Vaste mest

Overheid niet akkoord met gebruik gesplitst transport voor verwerkingsplicht

Datum: 3 september 2014
Laatst bijgewerkt: 12 februari 2020
Enkele intermediairs gebruiken de uitzondering voor gesplitst transport om de verwerkingsplicht in te vullen van bedrijven die vaste mest afvoeren. Naar aanleiding van een controle heeft de overheid aangegeven dat zij niet akkoord gaat met deze werkwijze.

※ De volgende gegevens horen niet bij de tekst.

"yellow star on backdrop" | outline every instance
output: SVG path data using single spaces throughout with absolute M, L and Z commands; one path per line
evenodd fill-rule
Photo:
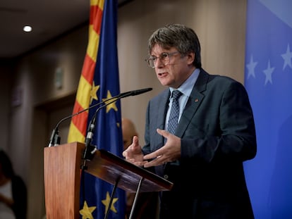
M 99 85 L 95 86 L 95 81 L 93 81 L 92 88 L 90 91 L 90 103 L 92 101 L 93 99 L 98 100 L 97 91 L 99 89 Z
M 114 198 L 113 202 L 111 203 L 111 210 L 114 211 L 114 213 L 118 212 L 118 211 L 116 211 L 116 208 L 114 206 L 114 204 L 118 201 L 118 198 Z M 107 192 L 107 198 L 102 201 L 102 204 L 105 206 L 105 208 L 106 208 L 105 213 L 107 212 L 107 208 L 109 208 L 110 201 L 111 201 L 111 196 L 109 196 L 109 192 Z
M 95 210 L 97 207 L 88 207 L 86 201 L 84 201 L 83 208 L 79 211 L 79 213 L 82 215 L 82 219 L 95 219 L 93 218 L 92 213 Z
M 111 98 L 112 96 L 111 96 L 111 92 L 109 92 L 109 91 L 107 91 L 107 98 L 105 98 L 105 99 L 102 99 L 102 101 L 104 102 L 104 101 L 107 101 L 107 99 L 110 99 L 110 98 Z M 111 101 L 114 101 L 115 99 L 111 99 L 111 100 L 110 100 L 110 101 L 109 101 L 109 102 L 111 102 Z M 118 108 L 116 107 L 116 102 L 115 101 L 114 101 L 113 103 L 111 103 L 111 104 L 109 104 L 109 105 L 107 105 L 107 113 L 109 113 L 109 111 L 111 110 L 111 108 L 113 108 L 115 111 L 118 111 Z

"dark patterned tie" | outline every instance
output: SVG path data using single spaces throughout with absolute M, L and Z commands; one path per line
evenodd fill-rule
M 174 134 L 178 126 L 179 115 L 178 99 L 181 94 L 183 94 L 178 90 L 175 90 L 172 92 L 173 101 L 169 114 L 169 123 L 167 125 L 167 130 L 171 134 Z

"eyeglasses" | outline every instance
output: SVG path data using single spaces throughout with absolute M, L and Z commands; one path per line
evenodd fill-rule
M 178 53 L 179 51 L 174 51 L 172 53 L 162 53 L 160 54 L 159 57 L 151 56 L 150 57 L 146 58 L 145 61 L 147 61 L 149 67 L 152 68 L 155 68 L 155 62 L 158 58 L 160 59 L 160 61 L 162 62 L 162 63 L 164 65 L 166 65 L 169 64 L 170 63 L 170 58 L 174 54 L 176 54 Z

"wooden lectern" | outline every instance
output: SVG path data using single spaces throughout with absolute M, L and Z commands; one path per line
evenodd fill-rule
M 80 167 L 84 149 L 85 144 L 80 142 L 44 149 L 47 219 L 79 218 Z M 86 172 L 114 184 L 114 188 L 136 192 L 132 211 L 139 192 L 170 190 L 173 186 L 171 182 L 104 150 L 97 150 L 87 166 Z

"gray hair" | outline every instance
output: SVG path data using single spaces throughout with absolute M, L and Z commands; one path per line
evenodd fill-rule
M 180 24 L 171 24 L 159 28 L 149 38 L 148 52 L 150 54 L 155 44 L 166 49 L 176 47 L 181 55 L 193 52 L 195 60 L 193 65 L 197 68 L 202 67 L 199 39 L 195 31 L 190 27 Z

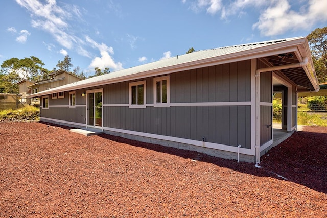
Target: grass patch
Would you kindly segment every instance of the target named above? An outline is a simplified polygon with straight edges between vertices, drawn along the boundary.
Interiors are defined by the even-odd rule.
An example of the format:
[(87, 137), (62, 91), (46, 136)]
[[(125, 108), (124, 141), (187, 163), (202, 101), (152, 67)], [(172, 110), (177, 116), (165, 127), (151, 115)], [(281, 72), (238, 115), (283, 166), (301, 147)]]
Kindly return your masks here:
[(327, 127), (327, 115), (299, 111), (297, 116), (297, 123), (299, 125), (306, 126)]
[(40, 109), (27, 105), (19, 109), (0, 110), (0, 120), (23, 121), (40, 120)]

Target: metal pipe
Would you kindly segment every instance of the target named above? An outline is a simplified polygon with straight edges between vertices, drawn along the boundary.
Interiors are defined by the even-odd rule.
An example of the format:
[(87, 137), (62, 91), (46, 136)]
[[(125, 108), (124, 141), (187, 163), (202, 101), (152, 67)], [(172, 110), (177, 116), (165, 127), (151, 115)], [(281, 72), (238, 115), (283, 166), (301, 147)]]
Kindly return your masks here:
[(240, 148), (241, 147), (241, 144), (237, 146), (237, 162), (240, 162)]

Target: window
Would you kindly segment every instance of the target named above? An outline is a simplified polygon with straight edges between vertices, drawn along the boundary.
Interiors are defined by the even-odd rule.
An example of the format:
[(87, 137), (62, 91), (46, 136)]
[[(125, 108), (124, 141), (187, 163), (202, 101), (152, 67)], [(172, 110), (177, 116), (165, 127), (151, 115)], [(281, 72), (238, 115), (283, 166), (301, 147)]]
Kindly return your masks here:
[(155, 106), (169, 106), (169, 76), (153, 79), (153, 103)]
[(69, 92), (69, 107), (75, 107), (75, 92)]
[(146, 107), (145, 80), (129, 83), (129, 107), (134, 108)]
[(63, 91), (62, 91), (58, 93), (58, 99), (62, 99), (63, 98), (65, 98), (65, 92), (64, 92)]
[(57, 99), (58, 93), (52, 93), (52, 99)]
[(49, 108), (49, 98), (48, 96), (42, 97), (42, 109), (47, 109)]
[(36, 88), (33, 89), (32, 94), (35, 94), (35, 93), (37, 93), (38, 92), (39, 92), (39, 88)]

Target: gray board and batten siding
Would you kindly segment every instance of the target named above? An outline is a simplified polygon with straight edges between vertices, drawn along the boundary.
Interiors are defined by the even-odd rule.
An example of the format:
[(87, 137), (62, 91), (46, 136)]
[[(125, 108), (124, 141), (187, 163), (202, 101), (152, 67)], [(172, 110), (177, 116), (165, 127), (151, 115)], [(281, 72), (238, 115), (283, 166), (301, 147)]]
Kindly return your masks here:
[[(104, 127), (197, 141), (204, 137), (206, 142), (251, 148), (250, 60), (181, 71), (169, 76), (170, 107), (129, 108), (129, 83), (136, 81), (133, 80), (77, 90), (77, 107), (74, 108), (52, 107), (59, 99), (50, 96), (49, 109), (41, 110), (41, 116), (85, 126), (86, 97), (81, 93), (103, 88)], [(146, 81), (146, 104), (153, 103), (153, 78), (137, 80)], [(65, 92), (64, 104), (67, 105), (68, 94)], [(238, 105), (237, 102), (242, 104)], [(228, 102), (233, 103), (229, 105)]]

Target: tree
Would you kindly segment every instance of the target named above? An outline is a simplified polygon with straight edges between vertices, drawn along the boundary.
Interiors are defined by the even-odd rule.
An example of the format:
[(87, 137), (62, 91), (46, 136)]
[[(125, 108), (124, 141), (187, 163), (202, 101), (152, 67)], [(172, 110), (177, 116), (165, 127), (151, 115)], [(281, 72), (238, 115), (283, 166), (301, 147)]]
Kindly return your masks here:
[(31, 56), (19, 59), (12, 58), (4, 61), (0, 70), (0, 89), (4, 93), (19, 93), (16, 83), (23, 79), (37, 81), (47, 76), (44, 64), (39, 58)]
[(82, 80), (85, 80), (86, 79), (86, 77), (83, 71), (83, 69), (81, 70), (79, 66), (77, 66), (73, 70), (73, 73)]
[(73, 66), (73, 64), (71, 63), (72, 58), (69, 58), (69, 55), (66, 55), (63, 61), (58, 61), (58, 64), (56, 65), (57, 67), (59, 67), (61, 69), (63, 69), (67, 72), (69, 71), (69, 69)]
[(327, 27), (317, 28), (307, 36), (319, 83), (327, 81)]
[(193, 49), (193, 47), (189, 49), (189, 50), (188, 50), (188, 51), (186, 52), (186, 54), (189, 54), (189, 53), (192, 53), (193, 52), (195, 52), (195, 50), (194, 50), (194, 49)]
[(104, 75), (105, 74), (109, 74), (109, 72), (110, 72), (110, 71), (109, 70), (109, 68), (107, 67), (105, 68), (103, 70), (103, 71), (102, 71), (102, 70), (101, 70), (101, 69), (99, 68), (99, 67), (95, 68), (94, 70), (95, 70), (94, 75), (90, 76), (88, 77), (89, 78), (90, 78), (91, 77), (97, 77), (98, 76)]
[(43, 69), (42, 66), (44, 65), (41, 60), (34, 56), (23, 59), (12, 58), (3, 62), (1, 71), (7, 75), (14, 74), (11, 77), (17, 80), (24, 79), (35, 80), (40, 70)]

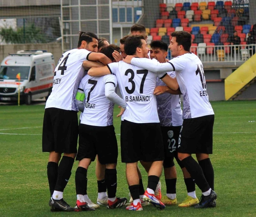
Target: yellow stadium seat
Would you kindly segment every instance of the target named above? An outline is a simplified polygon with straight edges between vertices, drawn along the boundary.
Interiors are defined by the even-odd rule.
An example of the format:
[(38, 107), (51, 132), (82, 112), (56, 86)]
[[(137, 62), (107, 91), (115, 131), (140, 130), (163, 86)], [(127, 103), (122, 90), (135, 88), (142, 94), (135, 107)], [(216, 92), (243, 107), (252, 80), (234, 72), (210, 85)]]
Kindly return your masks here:
[(160, 33), (161, 32), (166, 33), (167, 32), (167, 29), (165, 27), (161, 27), (161, 28), (159, 28), (159, 29), (158, 30), (158, 32)]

Voor het uitruilen van fosfaat van geëxporteerde pluimveemest naar varkens- en rundveehouders moet de mest van de varkens-of rundveehouder op naam van de exporteur van de pluimveemest worden gezet. Een aantal bedrijven maakt hiervoor gebruik van de uitzondering voor gesplitst transport.
Een intermediair laadt dan een container vaste mest bij de varkens- of rundveehouder. Onderweg naar de afnemer (binnen Nederland) lost hij de container en laadt deze daarna weer. Door gebruik te maken van de uitzondering voor gesplitst transport kan hij de mest lossen op zijn naam en start hij vervolgens een nieuwe vracht met een nieuw VDM waarbij hij de leverancier is en hij de vracht vervolgens naar een akkerbouwer in Nederland afvoert. De uitzondering maakt het mogelijk dat hij het laden en lossen niet op een geregistreerde opslag hoeft te doen en dat er uit de vracht maar één keer een monster hoeft te worden genomen dat voor beide VDM's geldt. Op het eerste VDM wordt dan opmerkingscode 61 ingevuld.

De NVWA heeft één van de gecontroleerde ondernemers een officiële waarschuwing gegeven. Het Ministerie vindt dat deze werkwijze niet gebruikt kan worden voor de invulling van de verwerkingsplicht, omdat de intermediair helemaal niet het doel heeft om de mest op eigen bedrijf te lossen en de werkwijze niet overeenkomt met het doel waarvoor de uitzondering destijds is gemaakt.

Cumela adviseert daarom deze uitzondering voor gesplitst transport niet meer bij vervoer voor de verwerkingsplicht te gebruiken.